Veröffentlicht: 18.05.2020 | Autor: Michael Pohlgeers | Letzte Aktualisierung: 18.05.2020
Insolvenz-Schriftzug auf Finanzplanung

Nachdem die Zahl der Firmeninsolvenzen in Deutschland zehn Jahre rückläufig war, dürfte sie in diesem Jahr durch die Coronakrise wieder steigen. Das zeigen zumindest Hochrechnungen des Informationsdienstleisters Crif Bürgel, nach denen in diesem Jahr sogar über 29.000 Firmenpleiten erwartet werden. Die Werte aus dem Jahr 2019 würden damit deutlich übertroffen: Im vergangenen Jahr mussten insgesamt 19.005 Unternehmen Insolvenz anmelden. 

„Unter der Voraussetzung, dass die Auswirkungen der Corona-Pandemie auf die Wirtschaft genauso stark sind, wie in der Finanzkrise 2008, rechnen wir in diesem Jahr mit über 29.000 Firmeninsolvenzen“, erklärt Dr. Frank Schlein, Geschäftsführer von Crif Bürgel. Vor der Corona-Pandemie hatte der Dienstleister noch mit 19.500 Insolvenzen für 2020 gerechnet.

54 Prozent mehr Insolvenzen als 2019

Für die Hochrechnung hat Crif Bürgel die gesamtwirtschaftliche Lage der Unternehmen in Deutschland und die Firmeninsolvenzen aus dem Jahr 2008, auf dem Höhepunkt der Finanzkrise, mit der Situation im Jahr 2019 verglichen. Der durch diese Berechnung generierte Faktor zeige, dass es in diesem Jahr 54 Prozent mehr Insolvenzen als 2019 geben könne.

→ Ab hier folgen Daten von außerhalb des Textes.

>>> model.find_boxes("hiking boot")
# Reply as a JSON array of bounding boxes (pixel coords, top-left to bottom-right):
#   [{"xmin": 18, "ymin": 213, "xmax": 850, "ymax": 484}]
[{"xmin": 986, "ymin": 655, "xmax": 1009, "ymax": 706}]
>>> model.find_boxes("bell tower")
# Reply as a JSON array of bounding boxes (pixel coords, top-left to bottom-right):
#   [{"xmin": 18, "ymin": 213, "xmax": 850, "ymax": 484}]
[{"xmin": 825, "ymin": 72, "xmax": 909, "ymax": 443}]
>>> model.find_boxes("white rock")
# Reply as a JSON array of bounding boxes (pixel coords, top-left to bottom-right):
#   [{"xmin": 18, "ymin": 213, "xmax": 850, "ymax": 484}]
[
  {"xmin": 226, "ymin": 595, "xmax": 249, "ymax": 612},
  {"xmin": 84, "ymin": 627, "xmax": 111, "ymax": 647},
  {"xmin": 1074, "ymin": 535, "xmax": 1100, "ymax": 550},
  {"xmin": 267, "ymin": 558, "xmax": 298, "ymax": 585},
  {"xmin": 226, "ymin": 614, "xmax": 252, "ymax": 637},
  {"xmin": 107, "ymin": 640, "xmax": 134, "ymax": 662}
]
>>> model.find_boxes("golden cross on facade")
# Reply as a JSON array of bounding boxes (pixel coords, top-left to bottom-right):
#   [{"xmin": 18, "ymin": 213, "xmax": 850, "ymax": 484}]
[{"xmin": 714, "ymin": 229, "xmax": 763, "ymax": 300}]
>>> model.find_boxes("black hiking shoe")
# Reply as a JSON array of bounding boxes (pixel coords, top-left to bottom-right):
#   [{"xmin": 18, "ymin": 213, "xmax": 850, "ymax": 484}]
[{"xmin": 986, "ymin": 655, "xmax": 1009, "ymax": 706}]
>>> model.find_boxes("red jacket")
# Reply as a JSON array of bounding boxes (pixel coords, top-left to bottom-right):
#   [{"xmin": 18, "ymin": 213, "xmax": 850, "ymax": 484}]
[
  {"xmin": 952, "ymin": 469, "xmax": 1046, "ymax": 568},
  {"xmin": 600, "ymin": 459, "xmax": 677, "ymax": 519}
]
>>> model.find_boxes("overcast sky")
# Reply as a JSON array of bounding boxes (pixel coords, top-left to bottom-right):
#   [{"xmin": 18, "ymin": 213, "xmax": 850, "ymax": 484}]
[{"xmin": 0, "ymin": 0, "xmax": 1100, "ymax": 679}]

In die Hochrechnung flossen die Effekte von Soforthilfen und KfW-Krediten nicht mit ein – Crif Bürgel verweist aber darauf, dass es sich bei den Hilfen größtenteils um Darlehen handele, die irgendwann zurückgezahlt werden müssen. Wie Unternehmen, die bislang wenig Gewinn erwirtschaftet haben und kaum Rücklagen aufbauen konnten, diese Schulden abbauen könnten, sei unklar.

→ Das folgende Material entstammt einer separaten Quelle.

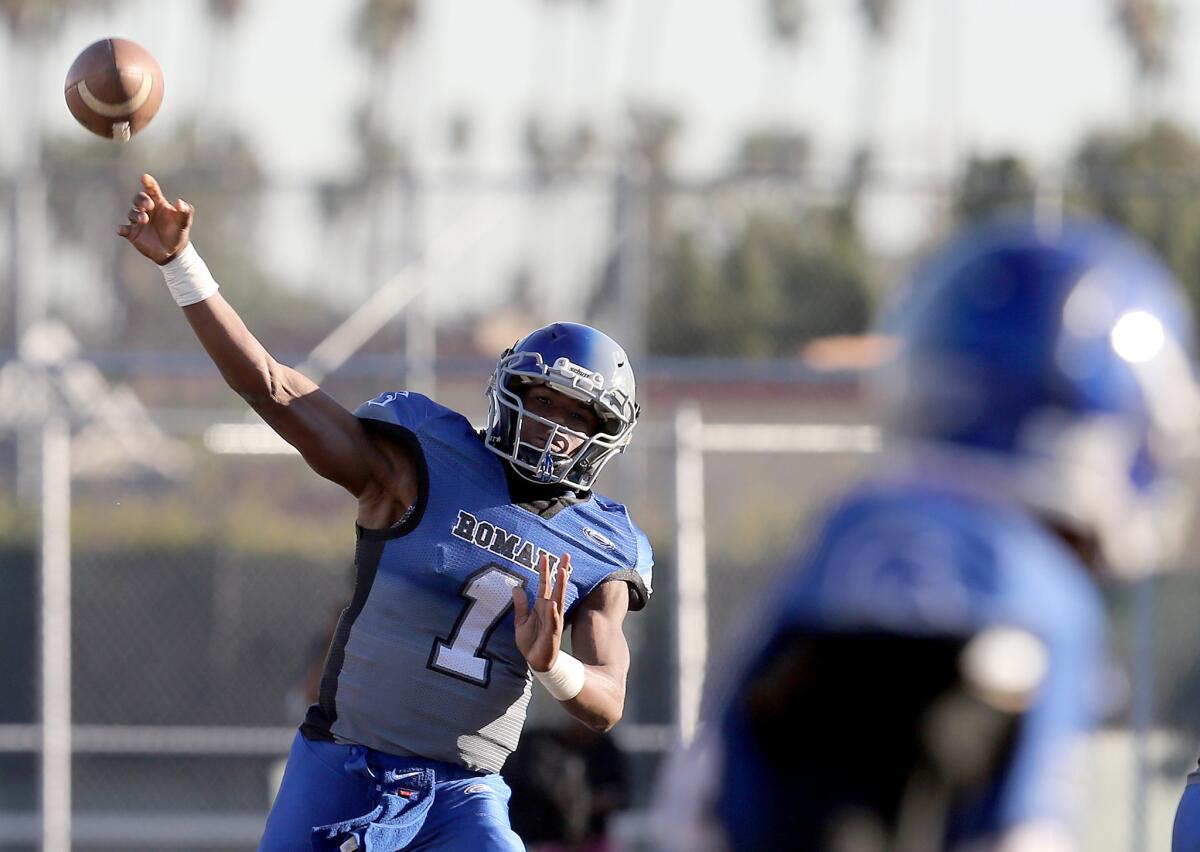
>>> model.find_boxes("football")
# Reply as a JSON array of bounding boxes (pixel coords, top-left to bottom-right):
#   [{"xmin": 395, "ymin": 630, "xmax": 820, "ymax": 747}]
[{"xmin": 65, "ymin": 38, "xmax": 162, "ymax": 142}]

Mehr Insolvenzmeldungen ab Oktober?

Die genauen Auswirkungen der Coronakrise seien zudem erst im 2. Halbjahr 2020 und im kommenden Jahr ersichtlich. Das liege daran, dass „die Insolvenzstatistik stets die Vergangenheit abbildet, also gewissermaßen ein Blick in den Rückspiegel darstellt“, so Schlein. Die Insolvenz-Welle werde sich demnach noch bis ins Jahr 2021 ziehen. Bei der Finanzkrise 2008 wurde der Höhepunkt der Insolvenzen auch erst im Jahr 2009 erreicht.

Um von der Coronakrise betroffene Unternehmen zu schützen, hat die Bundesregierung unter anderem auch die Insolvenzantragspflicht ausgesetzt. Bis zum 30. September 2020 müssen Unternehmen, die nachweisbar durch die Corona-Pandemie in die Zahlungsunfähigkeit gerutscht sind und Aussicht darauf haben, diese Zahlungsunfähigkeit zu beseitigen, keinen Insolvenzantrag stellen. Ab Oktober könnte die Zahl der insolventen Unternehmen damit aber sprunghaft steigen. 

In den kürzlich veröffentlichten Zahlen des Statistischen Bundesamts schlägt sich die Aussetzung der Insolvenzantragspflicht zusammen mit der Bearbeitungszeit von Insolvenzanträgen nieder: Demnach sank die Zahl der eröffneten Insolvenzverfahren im März 2020 um 1,6 und im April 2020 sogar um 13,4 Prozent im Vergleich zu den Vorjahresmonaten. Das Statistische Bundesamt nannte diesen Effekt allerdings „wenig überraschend“ angesichts der üblichen Verzögerung und der Regierungsmaßnahmen.